Welcome to the Phish Tank
Eastern Illinois University receives phishing attacks on a regular basis. So we decided to take all of the attacks we receive and put them here for you to see. For you benefit we have marked up each attack to help you identify the warning signs of a phishing attack. So take a look at the many ways these attacks try to obtain your account information.
Lessons in Phishing
Catch of the Day
The Catch of the Day – Is it You?
You may have noticed recently that the number of phishing email attempts have increase this summer and you’re not alone. Worldwide there is an increasing trend in phishing attempts and there is a good reason why we are seeing this increase. Information security has greatly improved in the past 10 years, making it very hard for hackers to successfully implement their attacks on a technical level. Hackers will always take the path of least resistance and because of improvements in technical security controls currently the path with the least resistance is the user.

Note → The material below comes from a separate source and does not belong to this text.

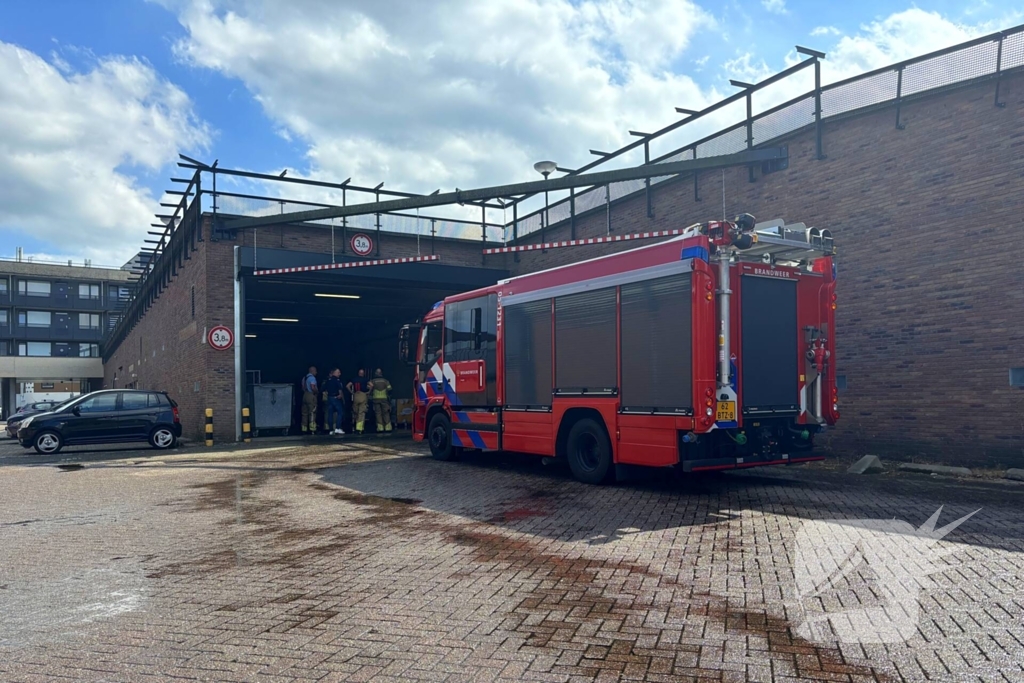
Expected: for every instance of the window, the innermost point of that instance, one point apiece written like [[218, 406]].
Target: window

To bypass technological security controls hackers are increasingly using social-engineering tactics or in other words a hacker is a con-artist with a computer. People have always wanted to be thought of as honest, prudent, and decent and if their integrity is challenged by an authority figure, even a fake one, their need to demonstrate their innocence will trump common sense. This was true even before the internet even existed. The difference is that the modern con-artist can target a much larger audience and invest very little of their own time and money. It cost very little to send a group of people an email to fool them by exploiting their natural human predispositions.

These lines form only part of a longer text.